Yes, Kukliński sent off a detailed report on the preparations for martial law whose imposition suppressed the Solidarity movement for years. He sent it where he was supposed to according to his CIA bosses. However, he didn't make any attempt to warn Solidarity leaders. If he had dared do that, it would be easier to see him as a Polish patriot and not Langley's super-agent. Years later, Reagan's expert for Eastern European affairs, Richard Pipes, explained that the White House didn't warn Warsaw and Moscow as to any consequences of martial law because they must have decided martial law was better than a Soviet invasion.

The fact of working for U.S. intelligence is no reason for glory in Poland. It is cause for respect from the CIA, which is why Kukliński was rightly awarded the U.S. intelligence's highest distinction. It'd be best if his enthusiasts left it at that.

For the Polish anti-communist emigration and the opposition at home, there was a sharp line between fighting communism and spying. That is also why the road of these people into the national Pantheon will become simple and obvious with time.

I don't know if they would feel good in that Polish Pantheon in the company of Ryszard Kukliński.

• One's attitude towards Kukliński depends on one's attitude towards communist Poland.
It depends on how far one considered People's Poland as a sovereign state, where one felt at home despite everything.

"After all, we lived there and weren't foreigners," wrote the anti-communist poet Adam Zagajewski about that Poland.

Today, as human memory conjures up images from those years, for the great majority of Poles these are not repulsive pictures. People attended school and college, attained various positions, got married and divorced, all without any sense of being strangers in a country not fully sovereign, whose government they didn't elect, based on an ideology verging on ridiculous that hardly anyone took seriously anymore. The system sucked in millions, to mention but the peasant and worker sons to whom the system gave social advancement that their fathers couldn't even have dreamed about.
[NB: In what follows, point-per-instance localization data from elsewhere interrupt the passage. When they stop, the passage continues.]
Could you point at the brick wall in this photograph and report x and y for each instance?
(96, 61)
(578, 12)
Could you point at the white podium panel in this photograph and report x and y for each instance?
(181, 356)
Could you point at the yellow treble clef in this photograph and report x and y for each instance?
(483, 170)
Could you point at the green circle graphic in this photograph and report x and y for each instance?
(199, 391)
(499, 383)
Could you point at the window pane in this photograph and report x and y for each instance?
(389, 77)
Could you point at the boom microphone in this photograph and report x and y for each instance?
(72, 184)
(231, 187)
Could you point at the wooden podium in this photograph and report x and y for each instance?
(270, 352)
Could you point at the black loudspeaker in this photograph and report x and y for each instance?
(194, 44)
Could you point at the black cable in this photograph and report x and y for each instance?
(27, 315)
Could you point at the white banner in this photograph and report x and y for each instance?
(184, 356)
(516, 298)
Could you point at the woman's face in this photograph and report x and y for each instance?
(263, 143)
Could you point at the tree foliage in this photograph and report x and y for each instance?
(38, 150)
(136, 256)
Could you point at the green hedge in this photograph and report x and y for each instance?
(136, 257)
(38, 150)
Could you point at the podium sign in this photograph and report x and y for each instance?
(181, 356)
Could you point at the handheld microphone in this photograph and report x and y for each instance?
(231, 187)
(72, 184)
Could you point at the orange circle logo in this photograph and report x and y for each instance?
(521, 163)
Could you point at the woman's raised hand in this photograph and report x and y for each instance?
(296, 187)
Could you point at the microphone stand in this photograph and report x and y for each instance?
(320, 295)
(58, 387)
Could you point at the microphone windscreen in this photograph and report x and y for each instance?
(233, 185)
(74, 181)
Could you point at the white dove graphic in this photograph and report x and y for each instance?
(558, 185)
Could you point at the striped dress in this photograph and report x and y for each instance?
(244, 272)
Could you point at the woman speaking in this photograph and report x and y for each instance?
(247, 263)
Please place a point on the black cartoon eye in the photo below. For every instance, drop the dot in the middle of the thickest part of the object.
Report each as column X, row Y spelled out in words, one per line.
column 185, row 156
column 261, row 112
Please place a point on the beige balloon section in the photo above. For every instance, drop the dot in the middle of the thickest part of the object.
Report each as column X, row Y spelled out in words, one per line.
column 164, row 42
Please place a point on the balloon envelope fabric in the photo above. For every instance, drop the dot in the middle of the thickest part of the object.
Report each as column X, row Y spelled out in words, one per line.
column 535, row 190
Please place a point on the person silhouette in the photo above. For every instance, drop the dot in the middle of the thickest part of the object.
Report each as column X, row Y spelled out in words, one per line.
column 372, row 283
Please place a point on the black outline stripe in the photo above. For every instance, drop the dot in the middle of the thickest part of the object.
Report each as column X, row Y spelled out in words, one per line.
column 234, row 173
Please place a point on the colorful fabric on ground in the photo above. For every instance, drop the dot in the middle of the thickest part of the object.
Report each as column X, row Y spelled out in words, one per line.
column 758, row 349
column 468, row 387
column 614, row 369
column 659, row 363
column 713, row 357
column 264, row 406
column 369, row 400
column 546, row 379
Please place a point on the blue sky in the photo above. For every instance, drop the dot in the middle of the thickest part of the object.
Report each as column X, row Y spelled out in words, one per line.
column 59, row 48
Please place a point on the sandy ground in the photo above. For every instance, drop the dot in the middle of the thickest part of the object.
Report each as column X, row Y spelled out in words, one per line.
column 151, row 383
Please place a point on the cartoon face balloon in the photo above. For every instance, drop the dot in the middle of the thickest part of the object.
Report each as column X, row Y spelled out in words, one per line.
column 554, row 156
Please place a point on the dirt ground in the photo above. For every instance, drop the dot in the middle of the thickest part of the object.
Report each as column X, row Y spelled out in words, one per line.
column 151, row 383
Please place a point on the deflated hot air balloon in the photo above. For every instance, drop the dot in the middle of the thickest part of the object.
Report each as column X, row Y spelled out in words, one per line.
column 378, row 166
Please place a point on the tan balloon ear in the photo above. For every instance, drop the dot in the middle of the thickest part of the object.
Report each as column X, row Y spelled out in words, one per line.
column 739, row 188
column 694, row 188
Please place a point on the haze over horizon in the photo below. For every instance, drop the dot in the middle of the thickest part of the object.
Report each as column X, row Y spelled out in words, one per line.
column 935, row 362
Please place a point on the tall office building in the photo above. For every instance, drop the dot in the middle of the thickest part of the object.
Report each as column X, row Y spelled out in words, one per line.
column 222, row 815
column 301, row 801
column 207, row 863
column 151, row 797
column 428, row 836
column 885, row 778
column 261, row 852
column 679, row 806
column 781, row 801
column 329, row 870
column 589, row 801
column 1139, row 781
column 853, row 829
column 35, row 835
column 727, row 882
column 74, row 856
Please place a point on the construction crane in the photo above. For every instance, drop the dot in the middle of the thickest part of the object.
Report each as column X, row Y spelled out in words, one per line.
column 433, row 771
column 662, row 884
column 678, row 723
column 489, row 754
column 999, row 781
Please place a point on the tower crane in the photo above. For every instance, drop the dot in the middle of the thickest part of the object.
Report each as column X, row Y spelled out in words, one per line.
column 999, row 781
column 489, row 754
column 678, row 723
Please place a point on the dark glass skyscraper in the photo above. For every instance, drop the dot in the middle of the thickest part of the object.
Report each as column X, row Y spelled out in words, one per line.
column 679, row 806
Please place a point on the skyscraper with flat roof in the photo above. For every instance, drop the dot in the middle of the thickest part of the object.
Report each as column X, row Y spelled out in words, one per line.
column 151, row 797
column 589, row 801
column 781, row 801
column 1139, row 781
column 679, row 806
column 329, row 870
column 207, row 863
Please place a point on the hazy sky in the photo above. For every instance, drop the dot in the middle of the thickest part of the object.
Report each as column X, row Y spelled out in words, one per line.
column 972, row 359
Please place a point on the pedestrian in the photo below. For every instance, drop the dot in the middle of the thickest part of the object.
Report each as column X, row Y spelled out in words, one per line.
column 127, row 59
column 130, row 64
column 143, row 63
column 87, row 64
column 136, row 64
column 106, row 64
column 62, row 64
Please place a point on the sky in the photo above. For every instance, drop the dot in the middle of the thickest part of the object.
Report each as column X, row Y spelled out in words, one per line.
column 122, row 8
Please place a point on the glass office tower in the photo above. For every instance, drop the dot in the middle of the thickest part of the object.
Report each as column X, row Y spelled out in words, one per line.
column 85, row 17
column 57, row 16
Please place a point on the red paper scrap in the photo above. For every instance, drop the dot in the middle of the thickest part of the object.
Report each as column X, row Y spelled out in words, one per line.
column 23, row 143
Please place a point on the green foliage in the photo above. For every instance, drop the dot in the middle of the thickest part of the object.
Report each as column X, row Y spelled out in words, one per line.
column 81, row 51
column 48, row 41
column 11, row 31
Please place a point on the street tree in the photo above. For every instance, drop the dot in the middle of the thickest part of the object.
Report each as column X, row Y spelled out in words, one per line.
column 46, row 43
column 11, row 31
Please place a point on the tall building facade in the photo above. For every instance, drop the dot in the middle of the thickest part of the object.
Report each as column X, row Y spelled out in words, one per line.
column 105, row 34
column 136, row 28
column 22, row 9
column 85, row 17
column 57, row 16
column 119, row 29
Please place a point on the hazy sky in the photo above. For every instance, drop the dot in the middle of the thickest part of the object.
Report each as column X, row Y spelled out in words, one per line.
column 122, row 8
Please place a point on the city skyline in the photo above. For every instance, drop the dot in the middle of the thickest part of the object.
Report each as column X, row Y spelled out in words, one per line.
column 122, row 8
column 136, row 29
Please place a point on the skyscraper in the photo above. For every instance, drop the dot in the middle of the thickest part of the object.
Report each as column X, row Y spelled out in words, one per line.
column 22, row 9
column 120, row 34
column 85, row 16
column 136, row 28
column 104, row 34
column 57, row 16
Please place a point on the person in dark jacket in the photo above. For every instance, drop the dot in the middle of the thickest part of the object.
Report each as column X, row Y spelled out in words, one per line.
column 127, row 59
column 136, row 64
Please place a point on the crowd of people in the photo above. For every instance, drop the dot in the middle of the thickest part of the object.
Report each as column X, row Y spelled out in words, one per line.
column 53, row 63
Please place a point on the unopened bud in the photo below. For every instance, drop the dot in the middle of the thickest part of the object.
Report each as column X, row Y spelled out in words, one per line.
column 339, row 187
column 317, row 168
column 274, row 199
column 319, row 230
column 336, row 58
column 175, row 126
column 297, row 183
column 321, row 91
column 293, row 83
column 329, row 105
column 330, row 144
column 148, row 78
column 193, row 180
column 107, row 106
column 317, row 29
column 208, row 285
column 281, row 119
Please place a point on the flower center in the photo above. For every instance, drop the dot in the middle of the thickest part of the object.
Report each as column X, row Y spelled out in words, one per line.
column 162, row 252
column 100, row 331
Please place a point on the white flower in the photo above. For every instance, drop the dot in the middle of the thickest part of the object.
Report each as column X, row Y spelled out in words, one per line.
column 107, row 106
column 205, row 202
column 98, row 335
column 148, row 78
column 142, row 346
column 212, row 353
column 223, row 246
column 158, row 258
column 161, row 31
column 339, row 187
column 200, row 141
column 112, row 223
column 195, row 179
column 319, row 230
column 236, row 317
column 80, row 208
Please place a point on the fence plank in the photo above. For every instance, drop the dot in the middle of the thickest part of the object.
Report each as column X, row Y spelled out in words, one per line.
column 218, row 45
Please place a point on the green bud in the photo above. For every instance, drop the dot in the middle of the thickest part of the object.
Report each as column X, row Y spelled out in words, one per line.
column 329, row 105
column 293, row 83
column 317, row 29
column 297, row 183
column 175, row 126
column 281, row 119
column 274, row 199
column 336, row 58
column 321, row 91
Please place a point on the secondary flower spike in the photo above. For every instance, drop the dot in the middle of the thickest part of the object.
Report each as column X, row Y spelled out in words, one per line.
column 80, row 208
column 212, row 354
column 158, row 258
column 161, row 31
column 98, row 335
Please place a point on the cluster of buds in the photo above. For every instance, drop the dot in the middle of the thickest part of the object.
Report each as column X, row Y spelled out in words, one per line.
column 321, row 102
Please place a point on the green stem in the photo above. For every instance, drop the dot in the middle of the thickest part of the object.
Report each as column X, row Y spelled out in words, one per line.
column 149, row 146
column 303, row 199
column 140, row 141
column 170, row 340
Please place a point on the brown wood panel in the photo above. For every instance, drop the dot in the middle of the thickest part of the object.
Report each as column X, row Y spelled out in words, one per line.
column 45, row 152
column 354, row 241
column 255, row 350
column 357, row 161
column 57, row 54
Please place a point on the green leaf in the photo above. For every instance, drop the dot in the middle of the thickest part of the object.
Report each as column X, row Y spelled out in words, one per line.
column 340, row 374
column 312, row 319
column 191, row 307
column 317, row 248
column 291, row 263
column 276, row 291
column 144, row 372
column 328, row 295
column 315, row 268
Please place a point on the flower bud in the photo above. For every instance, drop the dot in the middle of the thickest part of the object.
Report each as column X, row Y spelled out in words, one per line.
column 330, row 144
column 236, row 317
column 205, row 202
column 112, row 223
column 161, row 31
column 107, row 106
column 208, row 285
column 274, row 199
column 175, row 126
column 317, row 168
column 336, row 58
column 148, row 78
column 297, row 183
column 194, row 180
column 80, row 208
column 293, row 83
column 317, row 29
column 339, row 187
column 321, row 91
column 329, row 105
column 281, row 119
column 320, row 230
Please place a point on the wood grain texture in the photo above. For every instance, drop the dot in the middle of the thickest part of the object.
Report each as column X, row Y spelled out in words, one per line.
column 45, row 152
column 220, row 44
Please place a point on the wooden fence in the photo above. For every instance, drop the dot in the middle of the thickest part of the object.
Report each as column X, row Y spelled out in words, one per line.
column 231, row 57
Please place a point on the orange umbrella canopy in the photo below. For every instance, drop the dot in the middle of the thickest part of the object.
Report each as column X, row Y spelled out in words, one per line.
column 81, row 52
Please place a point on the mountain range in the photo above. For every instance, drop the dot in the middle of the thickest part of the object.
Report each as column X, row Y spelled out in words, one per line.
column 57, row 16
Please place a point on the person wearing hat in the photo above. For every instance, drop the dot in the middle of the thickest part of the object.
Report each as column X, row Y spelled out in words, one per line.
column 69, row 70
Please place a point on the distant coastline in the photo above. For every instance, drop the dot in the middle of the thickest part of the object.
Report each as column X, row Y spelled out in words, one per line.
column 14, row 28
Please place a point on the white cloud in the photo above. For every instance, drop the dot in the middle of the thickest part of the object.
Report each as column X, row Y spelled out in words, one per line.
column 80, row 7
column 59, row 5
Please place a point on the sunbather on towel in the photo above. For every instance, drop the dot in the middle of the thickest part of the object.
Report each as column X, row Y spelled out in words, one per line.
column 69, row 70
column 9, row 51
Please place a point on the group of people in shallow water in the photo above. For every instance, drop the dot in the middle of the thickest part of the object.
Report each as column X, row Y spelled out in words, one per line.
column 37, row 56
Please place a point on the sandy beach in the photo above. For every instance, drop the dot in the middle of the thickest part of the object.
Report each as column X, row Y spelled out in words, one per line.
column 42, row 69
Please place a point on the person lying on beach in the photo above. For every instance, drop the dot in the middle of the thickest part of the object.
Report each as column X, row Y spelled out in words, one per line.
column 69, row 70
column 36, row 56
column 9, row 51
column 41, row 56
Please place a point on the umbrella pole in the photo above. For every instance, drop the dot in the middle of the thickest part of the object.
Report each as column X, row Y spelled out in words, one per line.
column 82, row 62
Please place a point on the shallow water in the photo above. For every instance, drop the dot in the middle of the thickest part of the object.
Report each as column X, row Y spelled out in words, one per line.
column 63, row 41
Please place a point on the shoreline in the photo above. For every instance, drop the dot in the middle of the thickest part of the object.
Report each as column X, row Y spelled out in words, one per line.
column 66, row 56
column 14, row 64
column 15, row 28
This experience of the majority clashes with the vantage point of those whose memories are of a Poland with pathetic serfdom, the muzzle of censorship, the hateful potato faces of the mono-party apparatchiks, the humiliatingly all-powerful secret police.

It's not possible for those who have nostalgic memories of People's Poland and those who have nightmares about it as a colonial dictatorship, to hold the same views on Col. Kukliński.

• It's the hot year 1956. The country is seething. This is the turning point that will eliminate the perversions of Stalinism.

Soviet forces start off from their garrisons near the German border towards Warsaw, prepared to stifle Polish democratization. A flotilla with the cruiser Zhdanov tries to get into the Bay of Gdańsk, but the Polish Navy commander, Commodore Admiral Jan Wi¶niewski refuses right of entry into Polish territorial waters and threatens to use force. Gen. Jan Frey-Bielecki orders an air force squadron from Poznań to bomb the Soviet armored units if the talks with the Russians should fail. In Warsaw, Spanish Civil War veteran Gen. Wacław Komar garrisons the airport, radio stations and telephones to defend the democratic changes.

1968-student demonstrations in Poland in defense of freedom of speech. Officers are ordered to dress in civilian clothes and disperse the demonstrators. Only one of them, Col. Edward Perkowicz, says he won't go at students with a truncheon.

Wi¶niewski, Frey-Bielecki, Komar and Perkowicz wore the same uniforms as Ryszard Kukliński. May the colonel's shadow forgive me, but I put more value on the actions of those forgotten Polish officers of communist times than on even his most magnificent service to the CIA.